Review: Hold These Truths

Review: Hold These Truths  | Platte Valley Theatre Arts | Brighton, CO | Curtain Up! | Gina Robertson

Gordon Hirabayashi (Rob Payo), a sixty-five-year-old retired professor of sociology, is a storyteller. Handsome and tidy in his bowtie, loafers, and pocket handkerchief, he is here to tell a story about his Japanese American heritage, a part of himself that America once treated as a crime.

Hold These Truths is a one-person performance on stage at the Armory in Brighton, produced by Platte Valley Theatre Arts. Hirabayashi’s tale, written by Jeanne Sakata, recounts his youth in Washington state, where he attended college when Japan bombed Pearl Harbor. At the time, Americans of his heritage were considered suspect and too dangerous to be allowed to just exist freely in society.

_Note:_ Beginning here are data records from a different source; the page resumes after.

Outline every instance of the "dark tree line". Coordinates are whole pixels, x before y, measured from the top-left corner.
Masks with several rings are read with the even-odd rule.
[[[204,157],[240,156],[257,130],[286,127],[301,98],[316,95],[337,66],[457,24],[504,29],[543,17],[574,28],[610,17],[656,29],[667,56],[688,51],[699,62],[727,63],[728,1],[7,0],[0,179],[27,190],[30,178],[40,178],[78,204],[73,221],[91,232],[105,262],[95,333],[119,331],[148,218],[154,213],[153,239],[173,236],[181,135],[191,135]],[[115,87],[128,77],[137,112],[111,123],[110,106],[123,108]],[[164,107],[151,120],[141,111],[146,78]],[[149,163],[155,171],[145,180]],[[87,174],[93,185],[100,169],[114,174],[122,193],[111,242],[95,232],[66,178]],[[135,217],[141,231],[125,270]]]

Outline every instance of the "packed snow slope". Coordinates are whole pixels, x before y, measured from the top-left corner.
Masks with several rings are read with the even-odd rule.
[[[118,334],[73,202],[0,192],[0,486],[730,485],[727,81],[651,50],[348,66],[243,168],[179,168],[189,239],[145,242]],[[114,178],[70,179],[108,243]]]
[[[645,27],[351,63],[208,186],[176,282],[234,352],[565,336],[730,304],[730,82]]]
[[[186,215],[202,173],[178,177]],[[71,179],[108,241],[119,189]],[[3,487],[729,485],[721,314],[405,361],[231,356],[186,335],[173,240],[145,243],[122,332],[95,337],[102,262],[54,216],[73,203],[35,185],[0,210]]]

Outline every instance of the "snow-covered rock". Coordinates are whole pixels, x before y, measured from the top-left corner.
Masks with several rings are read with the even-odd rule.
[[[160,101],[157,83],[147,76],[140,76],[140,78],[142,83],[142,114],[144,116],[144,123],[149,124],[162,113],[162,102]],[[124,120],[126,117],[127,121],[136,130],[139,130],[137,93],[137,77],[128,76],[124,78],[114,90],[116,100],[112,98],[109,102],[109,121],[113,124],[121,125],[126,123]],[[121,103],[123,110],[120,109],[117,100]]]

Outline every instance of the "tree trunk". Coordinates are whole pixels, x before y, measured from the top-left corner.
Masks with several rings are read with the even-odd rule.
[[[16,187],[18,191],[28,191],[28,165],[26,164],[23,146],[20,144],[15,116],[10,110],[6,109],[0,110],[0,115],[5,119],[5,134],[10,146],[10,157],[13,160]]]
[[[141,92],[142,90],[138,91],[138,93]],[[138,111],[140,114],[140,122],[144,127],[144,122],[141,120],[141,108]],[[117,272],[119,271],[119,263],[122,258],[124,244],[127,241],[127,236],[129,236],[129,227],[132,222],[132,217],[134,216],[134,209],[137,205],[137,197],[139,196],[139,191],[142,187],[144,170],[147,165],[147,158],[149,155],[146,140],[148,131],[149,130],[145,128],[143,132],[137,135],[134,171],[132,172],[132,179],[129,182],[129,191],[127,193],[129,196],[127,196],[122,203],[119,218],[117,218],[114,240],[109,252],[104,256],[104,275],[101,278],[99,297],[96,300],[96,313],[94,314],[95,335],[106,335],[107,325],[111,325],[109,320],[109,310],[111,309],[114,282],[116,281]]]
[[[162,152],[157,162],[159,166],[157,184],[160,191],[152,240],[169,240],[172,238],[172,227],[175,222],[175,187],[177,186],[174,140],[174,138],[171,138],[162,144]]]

While sitting in the library one evening studying with friends, 8 pm drew near, and Hirabayashi recognized the absurdity of making a mad dash across campus in the rain to return to his dorm for curfew when his friends, some of them foreigners, were free to study in the library for as long as they liked. He stayed in defiance of curfew, and later, when it was his turn to report for encampment, he refused to go. As a result, he was charged, tried, convicted, and served 90 days.

Though his conviction was reversed decades later, it was first upheld in a shocking ruling by the Supreme Court. Hirabayashi and his family were subject to many injustices and humiliations. He was one of three Japanese Americans who challenged the constitutionality of forced removal in the 1940s.

Payo is jovial, professorial, and appropriately incensed by the subject matter. He delivers the monologues aptly, but the dialogue is at times a bit confusing, especially when he appears to be re-enacting a conversation he had with someone else.

Director Kelly Van Oosbree has collaborated with lighting and sound designers Emily Maddox and Erin Kubat to create a compelling atmosphere in which Payo delivers Hirabayashi’s story, enhanced with sound effects and projected photographs of Japanese faces experiencing the disturbing events depicted on stage.

We are asked to contemplate what truths we hold as a society. How strongly do we really honor them, and what would we be willing to endure to defend those ideals as actual truth personally?

Hold These Truths will inspire you to learn more about the shocking actions our government was once willing to take to enforce its society’s racism and white fragility. It’s crucial for us to remember these truths and draw strength from them, because such lessons are never permanently learned, and truths must be revisited.

Hold These Truths plays through February 7 at the Armory in Brighton, CO.